Зубочистка поморщился.
– Ну и кому оно надо? – спросил он. – Выживших все меньше. Общины вымирают. Мутантов все больше. Бардак на острове, безвластие, за продовольствие войны ведутся, а вы – пути сообщения. Порядок надо сначала навести…
– Без связи нет порядка, – сказал Пошта. – Это я тебе как листоноша говорю.
Первый выстрел был похож на щелчок пальцами. Бренчавший на гитаре сталкер вдруг замолк, дернулся странно и завалился лицом в костер. Сухо затрещала, вспыхивая, гитара. Никто даже не понял, что произошло, когда щелчок повторился, и упал уже один из охранников каравана, выронив автомат.
– Снайпер! – заорал Пошта, бросаясь на землю.
И словно в ответ на его вопль глухо ахнула мина-растяжка, после чего в небе долбанула ярко-зеленая сигнальная ракета.
– Налет! – закричал Буйен. – В ружье! Это налет!
Паника вспыхнула так же мгновенно, как упавшая в костер гитара. Люди заметались, задергались, забегали беспорядочно, кто-то с кем-то сцепился, кто-то истошно заголосил. А невидимый снайпер продолжал снимать охранников одного за другим.
«Он нас прекрасно видит на фоне костра, – понял Пошта, – а мы его – нет».
Листоноша подполз к полевой кухне, схватил десятилитровое пластиковое ведро с водой и в прыжке выплеснул содержимое в огонь. Окончательно пламя не погасло, но большую часть все-таки удалось сбить. Что было хорошо, так это то, что мокрые дрова мигом начали чадить, испуская серый сырой дым, заволакивающий окрестности поезда и паникующих людей.
Дымовая завеса – лучшая защита от снайпера.
Тем временем Буйен привел в чувство своих бойцов, и те организовали сопротивление. Охрана поезда делилась на звенья из пяти человек – два штурмовика, один пулеметчик, один медик (он же связист) и командир (он же гранатометчик). Три таких звена залегли на границе света и тьмы у подножия холмов, еще два пробрались под вагонами на другую сторону поезда.
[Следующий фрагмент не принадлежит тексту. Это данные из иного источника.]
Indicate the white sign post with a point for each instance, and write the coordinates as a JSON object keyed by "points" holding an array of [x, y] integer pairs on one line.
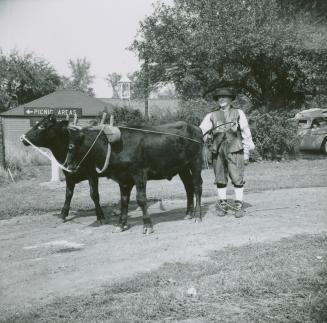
{"points": [[54, 170]]}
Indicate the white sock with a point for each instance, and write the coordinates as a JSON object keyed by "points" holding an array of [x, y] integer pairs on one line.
{"points": [[238, 193], [222, 193]]}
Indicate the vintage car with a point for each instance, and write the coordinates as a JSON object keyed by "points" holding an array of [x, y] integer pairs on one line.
{"points": [[312, 129]]}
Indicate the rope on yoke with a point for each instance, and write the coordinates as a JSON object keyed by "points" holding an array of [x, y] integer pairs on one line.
{"points": [[210, 130], [23, 138], [95, 140]]}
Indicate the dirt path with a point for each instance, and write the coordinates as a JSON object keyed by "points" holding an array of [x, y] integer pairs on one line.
{"points": [[42, 258]]}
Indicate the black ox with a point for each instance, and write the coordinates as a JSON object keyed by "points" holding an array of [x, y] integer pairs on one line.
{"points": [[54, 135], [140, 155]]}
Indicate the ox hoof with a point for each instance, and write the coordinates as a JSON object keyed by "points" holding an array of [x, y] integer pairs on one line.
{"points": [[101, 222], [147, 230], [120, 228], [188, 217], [116, 212]]}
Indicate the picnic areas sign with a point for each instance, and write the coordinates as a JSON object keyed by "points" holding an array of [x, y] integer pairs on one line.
{"points": [[59, 112]]}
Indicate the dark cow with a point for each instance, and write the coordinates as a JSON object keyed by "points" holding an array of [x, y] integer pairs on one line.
{"points": [[143, 154], [53, 134]]}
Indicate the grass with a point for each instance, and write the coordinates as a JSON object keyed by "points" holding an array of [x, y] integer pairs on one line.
{"points": [[28, 197], [19, 159], [283, 281]]}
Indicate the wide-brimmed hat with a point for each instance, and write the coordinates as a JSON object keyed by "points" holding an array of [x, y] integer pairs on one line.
{"points": [[223, 92]]}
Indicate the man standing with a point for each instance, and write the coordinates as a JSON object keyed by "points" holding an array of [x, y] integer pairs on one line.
{"points": [[230, 146]]}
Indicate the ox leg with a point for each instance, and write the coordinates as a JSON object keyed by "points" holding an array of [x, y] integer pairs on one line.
{"points": [[70, 185], [197, 185], [140, 182], [186, 178], [125, 193], [94, 193]]}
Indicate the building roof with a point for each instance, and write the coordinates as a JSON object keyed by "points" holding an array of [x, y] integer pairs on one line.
{"points": [[64, 99], [155, 105]]}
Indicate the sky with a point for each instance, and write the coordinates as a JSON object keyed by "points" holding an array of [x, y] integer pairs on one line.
{"points": [[59, 30]]}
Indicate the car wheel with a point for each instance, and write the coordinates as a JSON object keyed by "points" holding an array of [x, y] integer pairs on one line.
{"points": [[324, 146]]}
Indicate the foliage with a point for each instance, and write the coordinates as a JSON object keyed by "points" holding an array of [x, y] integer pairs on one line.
{"points": [[81, 77], [23, 78], [274, 134], [258, 47], [122, 116]]}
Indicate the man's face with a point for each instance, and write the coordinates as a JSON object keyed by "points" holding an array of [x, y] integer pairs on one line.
{"points": [[224, 101]]}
Незадействованные в обороне охранники пинками и матом гнали взбесившееся людское стадо обратно в вагоны, под защиту бронированных стен.
Пулеметы охранников – РПК и один М60 – были заряжены правильно, для ночного боя, каждый третий патрон – с трассирующей пулей. Поэтому когда охранники открыли огонь на подавление, ночь расцвела сполохами трассеров и отсветами взрывов.
Кто бы не штурмовал поезд, делал он это массированной атакой со всех направлений. Первый рубеж – сигнальные ракеты – нападающие прошли быстро и почти без остановок. Мины-ловушки чуть задержали и проредили их ряды. А потом началась окопная война, в которой, как знал Пошта, обороняющиеся проигрывают всегда, как бы ловко и профессионально они ни действовали.
Но тут Буйен приготовил нападающим сюрприз. Когда последние штатские скрылись внутри поезда, а сталкеры-волонтеры примкнули к охранникам, поддерживая их огнем из разномастных стволов (от дробовиков и «макаровых» – до «таворов» и «глоков»), Буйен приказал сдернуть брезент с центральной платформы поезда.
Под брезентом обнаружился миномет 2С4 «Тюльпан» – уже не самоходный, но все еще грозный, способный превратить в огненный хаос любую цель на расстоянии до двадцати километров.
– Ну все, – проорал сквозь пальбу Пошта. – Трындец им! Сейчас их в мелкую труху, копать-колотить!
Ошалевший Зубочистка завращал глазами, глядя куда-то за плечо Пошты.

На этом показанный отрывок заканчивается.